Uma pesquisa conduzida por Gang Hong, meteorologista da Universidade Texas A&M de College Station, agora sugere que essa hipótese está errada. Examinando em estações meteorológicas americanas os padrões da cobertura de nuvens e da temperatura no início de setembro entre 1971 e 2001, Hong e seus colegas descobriram que nuvens mais pesadas e baixas são a influência dominante sobre os extremos de temperatura, enquanto nuvens altas como os rastros aeronáuticos provocam, no máximo, um efeito menor. Eles acrescentam que as variações de temperatura de 2001 parecem estar dentro da variabilidade natural dessas décadas.
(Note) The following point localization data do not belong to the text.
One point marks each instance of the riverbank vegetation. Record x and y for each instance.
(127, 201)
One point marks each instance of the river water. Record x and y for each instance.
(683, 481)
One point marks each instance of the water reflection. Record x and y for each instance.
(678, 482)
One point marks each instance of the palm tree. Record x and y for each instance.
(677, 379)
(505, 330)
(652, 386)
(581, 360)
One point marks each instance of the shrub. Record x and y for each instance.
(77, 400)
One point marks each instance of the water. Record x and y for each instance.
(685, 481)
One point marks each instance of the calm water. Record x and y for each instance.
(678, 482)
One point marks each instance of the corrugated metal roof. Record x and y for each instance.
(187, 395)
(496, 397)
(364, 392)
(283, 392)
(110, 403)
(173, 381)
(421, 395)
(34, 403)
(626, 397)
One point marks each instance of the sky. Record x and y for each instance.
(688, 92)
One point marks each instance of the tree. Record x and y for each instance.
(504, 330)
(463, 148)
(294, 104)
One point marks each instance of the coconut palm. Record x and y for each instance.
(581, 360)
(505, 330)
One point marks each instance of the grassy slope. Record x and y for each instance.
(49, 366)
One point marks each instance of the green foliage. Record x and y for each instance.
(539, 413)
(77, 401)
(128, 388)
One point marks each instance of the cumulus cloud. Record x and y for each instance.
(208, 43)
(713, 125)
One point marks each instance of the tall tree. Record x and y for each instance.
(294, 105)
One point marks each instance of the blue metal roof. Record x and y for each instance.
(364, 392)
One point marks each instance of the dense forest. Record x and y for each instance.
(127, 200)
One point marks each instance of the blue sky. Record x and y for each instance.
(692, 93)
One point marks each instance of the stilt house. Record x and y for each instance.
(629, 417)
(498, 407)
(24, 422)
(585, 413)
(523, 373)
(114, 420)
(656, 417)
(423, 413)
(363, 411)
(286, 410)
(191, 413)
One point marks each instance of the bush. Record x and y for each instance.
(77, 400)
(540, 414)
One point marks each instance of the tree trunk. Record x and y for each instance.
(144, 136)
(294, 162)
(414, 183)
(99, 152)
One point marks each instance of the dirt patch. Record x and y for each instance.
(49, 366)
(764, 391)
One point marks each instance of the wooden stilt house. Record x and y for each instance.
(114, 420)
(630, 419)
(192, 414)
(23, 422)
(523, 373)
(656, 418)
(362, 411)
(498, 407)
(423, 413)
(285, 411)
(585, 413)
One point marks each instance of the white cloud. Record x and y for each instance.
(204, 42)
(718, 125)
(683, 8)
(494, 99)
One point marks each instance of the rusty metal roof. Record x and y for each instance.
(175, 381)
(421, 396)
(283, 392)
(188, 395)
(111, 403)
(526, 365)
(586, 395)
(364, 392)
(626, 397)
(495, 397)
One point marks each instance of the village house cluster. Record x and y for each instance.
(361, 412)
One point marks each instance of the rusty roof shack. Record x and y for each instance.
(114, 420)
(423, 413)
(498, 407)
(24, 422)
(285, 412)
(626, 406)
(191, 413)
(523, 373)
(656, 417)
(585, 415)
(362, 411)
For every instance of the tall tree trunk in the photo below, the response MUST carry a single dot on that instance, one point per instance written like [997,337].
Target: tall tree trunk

O trabalho de Hong não prova que os rastros não provocam mudanças na temperatura, apenas que provavelmente não desempenham um papel preponderante, afirma Ulrich Schumann, diretor do Instituto de Física Atmosférica do Centro Aeroespacial alemão de Oberpfaffenhofen, próximo a Munique.
Mas, alerta Schumann, os debates públicos exageraram os efeitos dos rastros, uma vez que os eventos de 2001 foram muito chocantes. "Alguns argumentos científicos fracos foram mal utilizados", afirma.
No alto
A pesquisa de Hong e seus colegas, publicada na Geophysical Research Letters, segue outro estudo que defende que as variações de temperatura em setembro de 2001 podem ser explicadas pelo tempo claro e seco nos dias cruciais, e que os resultados de uma modelagem climática não sustentam o argumento dos efeitos dos rastros defendido pelo grupo de Travis.
Travis, entretanto, defende suas descobertas. Ele enfatiza que nunca assumiu a premissa de que a ausência da fumaça de aviões tenha sido a única causa das largas variações de temperatura. "Sempre dissemos que foi a combinação da falta de aviões com as condições climáticas naturais", afirma.
Como a análise de Hong estudou nuvens altas em geral - e não os rastros em particular - Travis diz que não há na pesquisa conclusões específicas sobre o papel dos rastros aeronáuticos. "Seus cálculos da influência das nuvens não levou em consideração esses rastros", disse. "Eles estavam observando apenas as nuvens naturais, e não a presença ou ausência de rastros".
Ele acrescenta que o estudo de Hong demonstra que um aumento da variação da temperatura diária média de 1,8° C é extremamente raro. E embora os eventos anteriores nessa escala possam ser explicados por efeitos meteorológicos locais, diz Travis, o salto observado em 2001 não se sustenta apenas por eles. Travis mantém que os rastros são um fator importante na mudança climática. "Cedo ou tarde esses impactos serão sentidos", disse.